The Daily Sun article does not mention citizen support or perspectives. This effort comes from a dedicated City staff but lacks citizen participation and engagement. European cities that have achieved transportation systems that prioritize people over cars have had vocal, knowledgeable, engaged citizens demanding different outcomes. That element remains essential and, unfortunately, too few people in this country take part in our transportation planning. This has to do with the dominant car culture we all find ourselves in, the well-funded and connected car-friendly interests that have unequal power in our weakened democracy, distracted and disengaged people, and the inability for individuals and communities to envision something different. This last point remains particularly important. When a conversation about how to address our transportation system comes up, people, even City staff, often start the conversation with the assumption that any solution starts with cars: different kinds (electric) or in a different system (more roads and bridges to accommodate more cars). Starting with these and related premises dooms us to a community dominated by cars, where pedestrians and cyclists remain marginalized, despite rhetoric to the contrary.
The only intervention that can actually lead to fundamental changes in transportation, and other social change, has to do with citizens making their voices heard. Not merely writing to the newspaper or speaking before City Council. No, what we need requires much more: binding together, collectively, to demand fundamental changes. The nuts and bolts embedded in this, as you might imagine, take many forms but cannot come about without a connected, concerted effort, binding people together to work towards a shared goal. It might sound simple but has remained elusive. Only you can change that.
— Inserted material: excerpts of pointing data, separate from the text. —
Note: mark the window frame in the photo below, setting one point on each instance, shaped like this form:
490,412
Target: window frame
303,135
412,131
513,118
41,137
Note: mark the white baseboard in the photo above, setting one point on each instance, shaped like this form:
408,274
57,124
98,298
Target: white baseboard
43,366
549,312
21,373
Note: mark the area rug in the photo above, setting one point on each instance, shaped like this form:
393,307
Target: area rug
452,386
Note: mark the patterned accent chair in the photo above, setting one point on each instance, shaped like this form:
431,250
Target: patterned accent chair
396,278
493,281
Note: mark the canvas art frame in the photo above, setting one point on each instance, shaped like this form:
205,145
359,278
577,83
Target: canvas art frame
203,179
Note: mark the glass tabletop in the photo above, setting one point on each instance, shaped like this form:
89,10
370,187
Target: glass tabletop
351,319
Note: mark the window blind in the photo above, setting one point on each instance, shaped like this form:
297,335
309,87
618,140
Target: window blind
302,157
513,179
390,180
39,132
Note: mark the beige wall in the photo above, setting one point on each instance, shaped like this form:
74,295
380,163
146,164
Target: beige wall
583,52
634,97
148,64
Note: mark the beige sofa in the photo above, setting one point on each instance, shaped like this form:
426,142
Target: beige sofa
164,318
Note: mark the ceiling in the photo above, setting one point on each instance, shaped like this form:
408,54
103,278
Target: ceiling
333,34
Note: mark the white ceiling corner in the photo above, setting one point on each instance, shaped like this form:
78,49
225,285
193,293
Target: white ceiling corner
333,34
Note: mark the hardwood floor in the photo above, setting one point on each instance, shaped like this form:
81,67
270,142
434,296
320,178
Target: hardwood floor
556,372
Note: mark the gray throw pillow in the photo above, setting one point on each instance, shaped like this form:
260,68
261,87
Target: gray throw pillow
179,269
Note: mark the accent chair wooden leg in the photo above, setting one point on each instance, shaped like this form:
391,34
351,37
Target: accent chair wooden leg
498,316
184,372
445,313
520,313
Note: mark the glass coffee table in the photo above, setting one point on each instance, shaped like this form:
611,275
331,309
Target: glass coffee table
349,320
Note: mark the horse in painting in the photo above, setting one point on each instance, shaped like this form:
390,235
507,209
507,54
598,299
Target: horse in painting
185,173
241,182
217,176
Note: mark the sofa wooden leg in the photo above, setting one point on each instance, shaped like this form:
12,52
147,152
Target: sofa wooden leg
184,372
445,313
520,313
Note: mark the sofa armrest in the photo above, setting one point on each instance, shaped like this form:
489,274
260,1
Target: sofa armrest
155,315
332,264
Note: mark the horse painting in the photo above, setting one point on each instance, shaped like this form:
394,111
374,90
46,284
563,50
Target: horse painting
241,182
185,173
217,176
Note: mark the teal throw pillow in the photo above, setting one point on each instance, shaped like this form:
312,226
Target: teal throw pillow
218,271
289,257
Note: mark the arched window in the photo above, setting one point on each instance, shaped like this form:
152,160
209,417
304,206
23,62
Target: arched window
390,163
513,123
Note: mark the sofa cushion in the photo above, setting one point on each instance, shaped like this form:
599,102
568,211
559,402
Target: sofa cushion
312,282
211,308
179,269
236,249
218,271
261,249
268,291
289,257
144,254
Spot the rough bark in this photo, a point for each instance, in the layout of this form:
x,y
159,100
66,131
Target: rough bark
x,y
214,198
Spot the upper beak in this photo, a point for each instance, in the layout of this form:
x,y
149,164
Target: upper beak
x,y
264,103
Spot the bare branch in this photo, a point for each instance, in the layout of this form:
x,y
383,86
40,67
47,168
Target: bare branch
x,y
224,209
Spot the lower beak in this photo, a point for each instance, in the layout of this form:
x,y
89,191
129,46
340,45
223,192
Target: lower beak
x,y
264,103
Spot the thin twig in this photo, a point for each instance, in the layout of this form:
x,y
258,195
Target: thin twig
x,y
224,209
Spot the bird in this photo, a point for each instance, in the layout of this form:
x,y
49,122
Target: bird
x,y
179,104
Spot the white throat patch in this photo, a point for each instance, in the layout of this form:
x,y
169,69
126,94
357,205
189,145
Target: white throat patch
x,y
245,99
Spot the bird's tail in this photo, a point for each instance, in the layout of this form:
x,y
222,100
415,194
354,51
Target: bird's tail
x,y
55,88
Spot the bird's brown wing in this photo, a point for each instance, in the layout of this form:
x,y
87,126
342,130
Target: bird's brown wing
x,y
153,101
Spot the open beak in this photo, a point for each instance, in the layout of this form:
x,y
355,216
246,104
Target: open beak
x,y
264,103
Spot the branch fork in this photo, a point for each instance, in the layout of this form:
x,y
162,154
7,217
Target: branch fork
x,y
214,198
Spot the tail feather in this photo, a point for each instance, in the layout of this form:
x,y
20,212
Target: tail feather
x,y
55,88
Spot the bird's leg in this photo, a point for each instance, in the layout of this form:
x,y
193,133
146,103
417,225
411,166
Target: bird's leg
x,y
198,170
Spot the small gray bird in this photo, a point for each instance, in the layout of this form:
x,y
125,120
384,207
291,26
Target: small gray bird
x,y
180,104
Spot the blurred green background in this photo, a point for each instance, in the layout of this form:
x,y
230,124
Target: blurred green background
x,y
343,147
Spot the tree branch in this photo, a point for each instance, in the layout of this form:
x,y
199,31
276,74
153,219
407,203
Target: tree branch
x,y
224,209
After reading the article in the Daily Sun I went down the street to catch the local streetcar in Vienna. I took it downtown, a short ride that dropped me off in the city center, connected to buses, underground metro, light rail, and an easy ride to two main train stations with timely departures to reach any country in Europe. Vienna regularly tops the list for the world’s most livable city, a ranking earned in large part due to their public transportation system. Once again, the evidence suggests that people demanding a livable city with effective, affordable transportation has played a large part in this outcome. As I looked into the current situation in Vienna, a major controversy presented itself. City planners and business interests have proposed and started moving forward with a major highway through the city. How have people responded? Many have camped and protested at the site for months, waging a campaign to prevent a roadway that would profoundly affect the city and its people. Have you seen such a response to a proposed roadway in this country? Me either. We cannot have a transportation system that prioritizes people over cars until we do.